Stylish shops, wide streets, tree-lined gardens and an enviable, 17-mile each, plus chic bars and restaurants, make it a mecca, not just for the rich and famous.
We last visited 20-odd years ago. Then, our children were keen to visit the beach. No time for the town then.
Now, we enjoyed a morning stroll along the prom under a cloudless sky and a warming breeze.
We wandered along the beaches of El Fuerte and Fontanilla and visited the marina with mooring for several hundred boats.
However, we made time to explore away from the sea and we found that Marbella has a historic side.
In fact, it goes back 1,600 years. We took advice and had coffee in the bustling Plaza de los Naranjos (Square of the Orange Trees).
Our table at the busy Café Bar Central was just outside the 16-century façade of the Ayuntamiento (Town Hall) and we got chatting to a British women who was applying for Spanish citizenship.

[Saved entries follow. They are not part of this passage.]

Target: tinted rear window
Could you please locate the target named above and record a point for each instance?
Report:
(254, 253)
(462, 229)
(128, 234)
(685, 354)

Sitting there watching the world go by with the sun beating down one can see why.
Then, we wandered through the maze of narrow streets where the whitewashed walls are decorated with colourful baskets – mostly blue – and flowers packed with geraniums.
The area surrounding houses an impressive mix of shops, galleries and tempting restaurants.
Uphill lies the crumbling walls of the Moorish Castillo and elsewhere the Museo del Grabado Espanol Contemporaneo, housed in an old hospital, contains works by Picasso and Miro.
Historical connections outside Marbella include Roman mosaics and The Cellars, the ruins of Roman Baths.
Marbella’s popularity has meant some high-rollers have moved to Puerto Banus.
Luxury yachts line the quayside and expensive restaurants and chic shops are on site to cater.
For us, it was back to our underground car park via a handily-placed supermarket and a short drive home to our holiday home in Cabopino, a pleasant resort featuring a seemingly-endless beach.